Todo ha cambiado en torno a Sergio Ramos. Hace dos años llegaba a la final de la Eurocopa en Viena mejorando la imagen que le situó en el centro de la crítica y provocó un desencuentro con Luis Aragonés en el que los dos se dijeron las cosas claras delante de todos los internacionales. Su físico, tras una temporada repleta de infiltraciones con el Real Madrid, no le acompañaba, pero su espíritu de lucha le condujo a acabar en un buen nivel.
Unos meses de rebeldía, con la crítica deportiva en contra y siendo objetivo de la extra deportiva, le condujeron a parar y reflexionar. A rodearse de los suyos. Pasar una larga temporadas sin salir de su domicilio más que para entrenar, en unos meses en los que aprendió de los consejos de su padre, José María, y su inseparable hermano, René. En los que las largas horas repletas de risas de madrugada con su madre, Paqui, siempre encontraron la complicidad de su hermana, Miriam. Ellos son los que le han hecho ser como es.
Sergio regresó hace ya un año a sus orígenes. Comprobó que la humildad que marcó sus inicios nunca debe quedarse en el camino. Recuperó la sonrisa y la ilusión del niño de Sevilla que cumplió el sueño de fichar por el Real Madrid. Y ese duende que pocos tienen, comenzó a mostrarlo en público para volver a ser quien era. "Dicen que las personas se hacen grandes cuando se levantan tras un tropiezo", admite a Efe.
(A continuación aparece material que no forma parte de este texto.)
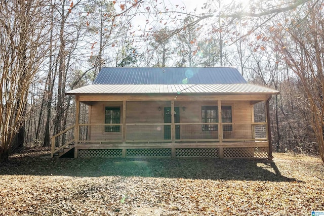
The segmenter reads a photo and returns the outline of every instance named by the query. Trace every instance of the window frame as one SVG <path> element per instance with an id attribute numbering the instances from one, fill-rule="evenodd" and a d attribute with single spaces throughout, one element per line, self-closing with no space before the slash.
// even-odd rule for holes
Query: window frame
<path id="1" fill-rule="evenodd" d="M 208 110 L 213 110 L 215 114 L 215 117 L 208 117 Z M 211 113 L 213 114 L 213 112 Z M 214 121 L 208 121 L 207 119 L 214 119 Z M 202 123 L 218 123 L 218 108 L 217 106 L 201 106 L 201 122 Z M 218 131 L 218 125 L 217 124 L 202 124 L 201 125 L 202 132 Z"/>
<path id="2" fill-rule="evenodd" d="M 113 116 L 114 114 L 112 114 L 112 117 L 107 118 L 107 111 L 110 111 L 113 112 L 114 111 L 117 111 L 119 112 L 117 115 L 119 115 L 118 117 Z M 119 114 L 119 115 L 118 114 Z M 105 124 L 120 124 L 120 107 L 105 107 Z M 114 132 L 120 132 L 120 125 L 105 125 L 104 131 L 105 133 L 114 133 Z"/>
<path id="3" fill-rule="evenodd" d="M 232 106 L 225 105 L 221 106 L 222 109 L 222 122 L 231 123 L 232 122 L 233 114 L 232 112 Z M 208 110 L 214 110 L 215 116 L 212 117 L 208 117 Z M 224 111 L 223 111 L 224 110 Z M 229 112 L 225 112 L 225 110 L 229 110 Z M 224 116 L 223 115 L 228 112 L 228 116 Z M 201 106 L 201 122 L 202 123 L 218 123 L 218 106 Z M 208 119 L 210 119 L 208 121 Z M 211 121 L 210 119 L 214 119 L 214 121 Z M 218 125 L 217 124 L 202 124 L 201 125 L 201 131 L 218 131 Z M 233 125 L 232 124 L 225 124 L 223 125 L 223 131 L 232 131 Z"/>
Su realidad en la actualidad es bien distinta. Llegó al Mundial de Sudáfrica como un tiro. En su mejor momento físico. Ha derrochado energía en cada partido con despliegues que le convierten en el jugador con Xavi Hernández, que más kilómetros hace por partido. De nada importó el golpe que le dañó una costilla en el estreno ante Suiza, desde el lateral se convierte en extremo y sólo le falta por conseguir su deseado gol en la final.
Ramos siente la selección en lo más profundo de su corazón. Se lo inculcaron en su familia. Le llevaban a ver entrenar a la Roja en Sevilla. Al Sánchez Pizjuán para enamorarse del embrujo de un estadio mágico. Fue ahí donde comenzó un sueño que está a un paso de cumplir: ser campeón del mundo.
Deja cada partido imágenes para el recuerdo. Señas de identidad como la muñequera rojigualda con la que juega, para ser en el fútbol como sus amigos tenistas Rafa Nadal y Feliciano López. Y mira al cielo en el himno, buscando las fuerzas que le envía su amigo del alma Antonio Puerta desde el cielo y dibujando en su mente la imagen de sus abuelos. Con esa fuerza arrancará el partido de su vida, el momento que lleva toda su carrera esperando. Lo hará mostrando la madurez de un defensa de raza nacido para hacer historia.